Read Ephesians 2:4-5. What do we bring to the table? What does God bring?
For those of us who have been Christians a long time, it is easy to merge the work of God in our lives and the work we feel like we have done for him. How might you have felt like God owes you for something, that you have accomplished more than you have, or that you are in some way better than other people? How does this passage refute that?
As believers, we can’t let this become old news for us. How will you keep remembering what God has done for you? What disciplines do you already have in place in your life to remember?
Where do you feel powerless, stuck, or not compelled to tell people about Jesus because you aren’t living in your new nature as a believer? What does it look like for you to make choices in obedience and faithfulness to Christ?
What new understanding from this passage do you have about being united with Christ? What is one way that you are experiencing the power of God being alive in you?
We are born with a sinful nature, unable to rescue ourselves.
Ephesians 2 lays out for us the journey from spiritual death to spiritual life. While it is easy for us to identify the “unacceptable” forms of spiritual death—murder, abandoning your family, gossip, etc., we have also created “acceptable” forms of spiritual death in our affluent culture: you can be religious, educated, and successful by the world’s standards yet still be just as dead as the person who has no concept of God. The selfishness, pride, and separation from Christ are still the same.
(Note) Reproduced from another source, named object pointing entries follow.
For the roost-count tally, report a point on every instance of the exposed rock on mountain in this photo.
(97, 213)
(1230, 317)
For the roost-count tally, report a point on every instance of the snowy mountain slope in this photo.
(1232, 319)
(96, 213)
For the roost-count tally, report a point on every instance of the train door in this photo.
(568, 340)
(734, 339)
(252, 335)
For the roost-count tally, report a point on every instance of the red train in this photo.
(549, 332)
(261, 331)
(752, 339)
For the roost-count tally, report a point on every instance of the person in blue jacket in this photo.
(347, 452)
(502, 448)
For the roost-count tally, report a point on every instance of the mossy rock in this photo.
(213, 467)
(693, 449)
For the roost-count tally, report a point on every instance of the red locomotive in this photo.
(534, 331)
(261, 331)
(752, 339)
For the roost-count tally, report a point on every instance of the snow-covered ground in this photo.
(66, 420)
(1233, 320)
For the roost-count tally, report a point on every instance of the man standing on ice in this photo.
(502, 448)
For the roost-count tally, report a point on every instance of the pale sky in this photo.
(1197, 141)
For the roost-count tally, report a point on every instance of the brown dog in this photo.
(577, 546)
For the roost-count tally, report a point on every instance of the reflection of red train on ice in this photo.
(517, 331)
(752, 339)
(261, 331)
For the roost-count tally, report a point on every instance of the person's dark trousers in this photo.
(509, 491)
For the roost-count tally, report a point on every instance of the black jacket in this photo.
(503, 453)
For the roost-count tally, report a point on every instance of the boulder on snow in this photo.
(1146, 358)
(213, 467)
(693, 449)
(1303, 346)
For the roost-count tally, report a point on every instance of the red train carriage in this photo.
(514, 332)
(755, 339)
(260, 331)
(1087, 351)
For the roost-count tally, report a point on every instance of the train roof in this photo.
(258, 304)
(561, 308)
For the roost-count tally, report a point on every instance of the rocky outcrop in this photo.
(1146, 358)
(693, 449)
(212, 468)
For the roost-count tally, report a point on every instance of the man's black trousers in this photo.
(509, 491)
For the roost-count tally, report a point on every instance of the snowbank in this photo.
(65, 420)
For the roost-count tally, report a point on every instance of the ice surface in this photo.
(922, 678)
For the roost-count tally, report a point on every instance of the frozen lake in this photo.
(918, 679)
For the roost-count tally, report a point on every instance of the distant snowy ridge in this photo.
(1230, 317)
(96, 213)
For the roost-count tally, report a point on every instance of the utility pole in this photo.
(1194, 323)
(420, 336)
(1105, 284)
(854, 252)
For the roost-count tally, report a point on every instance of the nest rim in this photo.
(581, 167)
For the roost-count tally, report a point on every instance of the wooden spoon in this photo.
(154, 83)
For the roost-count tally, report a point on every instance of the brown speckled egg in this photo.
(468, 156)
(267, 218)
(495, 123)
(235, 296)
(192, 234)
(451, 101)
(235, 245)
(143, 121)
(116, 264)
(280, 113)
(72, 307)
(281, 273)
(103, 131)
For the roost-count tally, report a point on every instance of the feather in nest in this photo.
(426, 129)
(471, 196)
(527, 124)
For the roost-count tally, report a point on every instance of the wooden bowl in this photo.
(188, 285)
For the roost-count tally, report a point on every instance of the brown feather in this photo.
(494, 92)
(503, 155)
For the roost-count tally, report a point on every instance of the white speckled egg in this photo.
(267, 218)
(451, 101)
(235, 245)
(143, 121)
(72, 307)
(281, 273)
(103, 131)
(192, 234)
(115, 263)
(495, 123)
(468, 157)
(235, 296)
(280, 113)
According to Ephesians 2, we are dead in sin when we are born. It is only after trusting in Christ and receiving a new nature that we have a choice of which passions and desires to follow: those of our old, sinful nature or of our new redeemed nature.
Our sin is not on the outside; it’s on the inside, It isn’t just something you do, it is who you are. You can’t rescue yourself from who you are—you need Jesus.
If you have been a follower of Christ a long time, you might find yourself wrongly feeling entitled because of your work and faithfulness over many years. Faithfulness is not the same as regeneration.
Our union with Christ is not just a side-by-side connection; we are in him, and he is in us. We cannot be separated.
Part of our salvation is not about us at all but about revealing God’s great generosity towards us.